Interested software developers can look at the public DNG SDK for details.
Keep in mind that a 16bit image format (eg, TIF) is actually a container, and I've seen many variations on putting lesser bit depths in the format. EG, 10bits may only be stored in the first 1024 bins, or the same 10bit data may instead be stored in every 6th bin - the latter of which is the most common and best way. When I look at the 16bit histogram after ACR has converted 12bit RAW to 16bit TIF, it is as if 12bits has been converted to 16bits (actually 15bits), because every bin appears to have data in it.

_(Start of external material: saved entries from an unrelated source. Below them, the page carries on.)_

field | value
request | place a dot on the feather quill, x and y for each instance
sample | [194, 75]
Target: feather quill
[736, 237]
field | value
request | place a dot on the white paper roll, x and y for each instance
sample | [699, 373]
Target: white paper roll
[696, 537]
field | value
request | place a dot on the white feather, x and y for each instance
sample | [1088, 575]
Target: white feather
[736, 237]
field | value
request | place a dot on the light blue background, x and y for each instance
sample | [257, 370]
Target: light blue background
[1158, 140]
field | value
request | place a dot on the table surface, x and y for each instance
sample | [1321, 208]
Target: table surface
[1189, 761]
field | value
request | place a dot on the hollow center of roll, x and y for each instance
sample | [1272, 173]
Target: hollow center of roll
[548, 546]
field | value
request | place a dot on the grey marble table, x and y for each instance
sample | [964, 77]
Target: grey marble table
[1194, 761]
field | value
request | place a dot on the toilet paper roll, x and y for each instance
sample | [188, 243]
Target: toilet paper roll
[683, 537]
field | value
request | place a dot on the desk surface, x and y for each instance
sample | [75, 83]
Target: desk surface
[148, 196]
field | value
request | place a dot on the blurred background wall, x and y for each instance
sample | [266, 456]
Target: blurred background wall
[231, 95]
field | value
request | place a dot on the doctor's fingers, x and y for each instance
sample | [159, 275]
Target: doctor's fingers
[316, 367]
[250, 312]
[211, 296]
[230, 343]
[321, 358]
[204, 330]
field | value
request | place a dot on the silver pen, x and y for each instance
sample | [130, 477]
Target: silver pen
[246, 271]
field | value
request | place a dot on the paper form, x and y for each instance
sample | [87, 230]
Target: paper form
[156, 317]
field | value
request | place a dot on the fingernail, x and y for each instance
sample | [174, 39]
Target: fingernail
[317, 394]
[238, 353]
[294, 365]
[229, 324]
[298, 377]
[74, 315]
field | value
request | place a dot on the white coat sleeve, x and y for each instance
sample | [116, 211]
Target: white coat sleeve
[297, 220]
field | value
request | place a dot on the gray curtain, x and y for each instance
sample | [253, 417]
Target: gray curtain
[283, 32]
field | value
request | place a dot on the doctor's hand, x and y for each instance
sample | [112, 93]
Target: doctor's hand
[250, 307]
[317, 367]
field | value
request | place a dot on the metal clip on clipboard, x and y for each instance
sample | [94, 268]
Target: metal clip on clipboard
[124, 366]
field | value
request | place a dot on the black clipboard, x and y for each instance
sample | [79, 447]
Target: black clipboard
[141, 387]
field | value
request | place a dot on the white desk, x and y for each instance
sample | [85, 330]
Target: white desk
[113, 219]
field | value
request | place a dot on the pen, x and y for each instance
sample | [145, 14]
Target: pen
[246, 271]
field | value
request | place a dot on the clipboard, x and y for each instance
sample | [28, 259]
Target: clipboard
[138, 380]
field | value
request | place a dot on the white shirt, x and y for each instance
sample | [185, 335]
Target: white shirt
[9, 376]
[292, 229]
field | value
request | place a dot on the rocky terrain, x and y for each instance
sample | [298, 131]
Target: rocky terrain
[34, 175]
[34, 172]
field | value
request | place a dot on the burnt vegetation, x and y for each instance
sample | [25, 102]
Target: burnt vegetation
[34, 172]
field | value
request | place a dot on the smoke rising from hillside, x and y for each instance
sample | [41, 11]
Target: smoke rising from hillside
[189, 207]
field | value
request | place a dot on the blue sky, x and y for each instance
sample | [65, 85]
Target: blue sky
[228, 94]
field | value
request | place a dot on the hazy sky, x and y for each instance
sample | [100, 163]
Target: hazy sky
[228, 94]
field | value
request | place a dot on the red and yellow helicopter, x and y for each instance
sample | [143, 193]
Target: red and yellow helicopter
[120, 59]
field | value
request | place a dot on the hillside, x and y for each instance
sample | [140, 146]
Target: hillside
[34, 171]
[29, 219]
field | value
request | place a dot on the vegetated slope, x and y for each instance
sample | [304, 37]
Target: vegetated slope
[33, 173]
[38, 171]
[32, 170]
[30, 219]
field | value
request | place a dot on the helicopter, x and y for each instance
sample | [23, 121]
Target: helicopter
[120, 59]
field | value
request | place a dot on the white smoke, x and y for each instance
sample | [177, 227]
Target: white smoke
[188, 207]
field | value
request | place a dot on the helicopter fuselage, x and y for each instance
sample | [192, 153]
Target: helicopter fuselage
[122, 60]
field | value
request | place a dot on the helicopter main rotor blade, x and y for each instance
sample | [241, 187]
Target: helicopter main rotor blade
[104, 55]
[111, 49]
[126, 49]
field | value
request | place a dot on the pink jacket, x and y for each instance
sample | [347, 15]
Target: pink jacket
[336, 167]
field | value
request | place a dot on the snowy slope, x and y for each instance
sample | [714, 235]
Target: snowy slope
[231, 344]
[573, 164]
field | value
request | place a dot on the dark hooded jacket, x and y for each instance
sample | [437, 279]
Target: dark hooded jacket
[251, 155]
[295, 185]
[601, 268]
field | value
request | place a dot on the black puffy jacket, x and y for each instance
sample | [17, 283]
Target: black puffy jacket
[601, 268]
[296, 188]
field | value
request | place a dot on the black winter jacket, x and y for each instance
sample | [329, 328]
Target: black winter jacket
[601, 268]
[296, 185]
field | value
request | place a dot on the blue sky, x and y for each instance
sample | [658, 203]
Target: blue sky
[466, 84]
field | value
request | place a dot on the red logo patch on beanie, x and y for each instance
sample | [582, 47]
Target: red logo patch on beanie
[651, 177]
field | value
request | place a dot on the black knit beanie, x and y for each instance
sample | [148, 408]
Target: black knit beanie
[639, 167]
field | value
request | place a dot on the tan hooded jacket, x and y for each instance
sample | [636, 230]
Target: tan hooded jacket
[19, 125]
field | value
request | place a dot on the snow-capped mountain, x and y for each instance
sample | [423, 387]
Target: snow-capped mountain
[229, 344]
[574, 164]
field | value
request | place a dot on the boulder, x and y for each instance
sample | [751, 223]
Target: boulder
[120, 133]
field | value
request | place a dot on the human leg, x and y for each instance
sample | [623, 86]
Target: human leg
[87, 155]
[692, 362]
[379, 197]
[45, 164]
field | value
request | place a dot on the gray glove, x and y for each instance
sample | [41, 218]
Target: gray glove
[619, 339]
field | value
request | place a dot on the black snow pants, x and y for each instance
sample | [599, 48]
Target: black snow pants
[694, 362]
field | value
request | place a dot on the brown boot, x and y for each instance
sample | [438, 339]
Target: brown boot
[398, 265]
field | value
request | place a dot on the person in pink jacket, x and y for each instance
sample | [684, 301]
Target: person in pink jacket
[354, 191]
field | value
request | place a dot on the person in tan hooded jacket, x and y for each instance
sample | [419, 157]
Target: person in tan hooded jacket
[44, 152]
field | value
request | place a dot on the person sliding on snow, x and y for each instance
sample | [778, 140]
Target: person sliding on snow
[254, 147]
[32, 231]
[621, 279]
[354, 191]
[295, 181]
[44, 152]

As to how it's actually done, it may be proprietary ... but someone else may be able to draw conclusions from the open algorithms that are available (eg, dcraw).
Eric said it all, but apparently it needs to be spelled out in more detail.
The TIFF specification requires, that the original value range be spread over the entire numerical range of the actual TIFF format.
In straightforward cases, for example when converting an 8bit image to 16bit, the conversion is accomplished simply by multiplying the 8bit values by 256.
Note, that DNG is different: if the original raw data is of more than 8bit depth, then the DNG file will be 16bit, but the original raw data is *not spread* over the numerical range of 16bit depth.
An educated guess would be that the missing bits are filled with the most
significant bits of the original value, similar to the way that Photoshop
converts 8 bits to 16 bits in Photoshop.
This is superior to simply filling out with zeros because it spreads the
values out equally across the 16 bit range. For example, 0x00 maps to
0x0000, and 0xff maps to 0xffff.
If, as Michael Schaefer says, there are no empty bins in the 16 bit
histogram, noise is added.
Internally, Photoshop does not use the entire 16 bit range, but 0x0 through
0x8000. Guessing again, but it seems likely that ACR does the same.
No need to guess. It's linear scaling, as I described earlier. You start with a value in the range [0,a]. You want to map it to another range [0,b]. The scale factor is b/a.
As stated in the DNG spec, the raw values are mapped during the linearization stage to the range [0,1].
>If, as Michael Schaefer says, there are no empty bins in the 16 bit
histogram, noise is added.
If one takes a 12 bit raw file and multiplies by Eric's scaling factor (16) to convert to 16 bit the raw data does have holes. However, when the gamma correction is added and demosaicing with interpolation is performed these holes are completely filled in. Some noise may be added, but this is not necessary to explain the absence of holes in the converted file.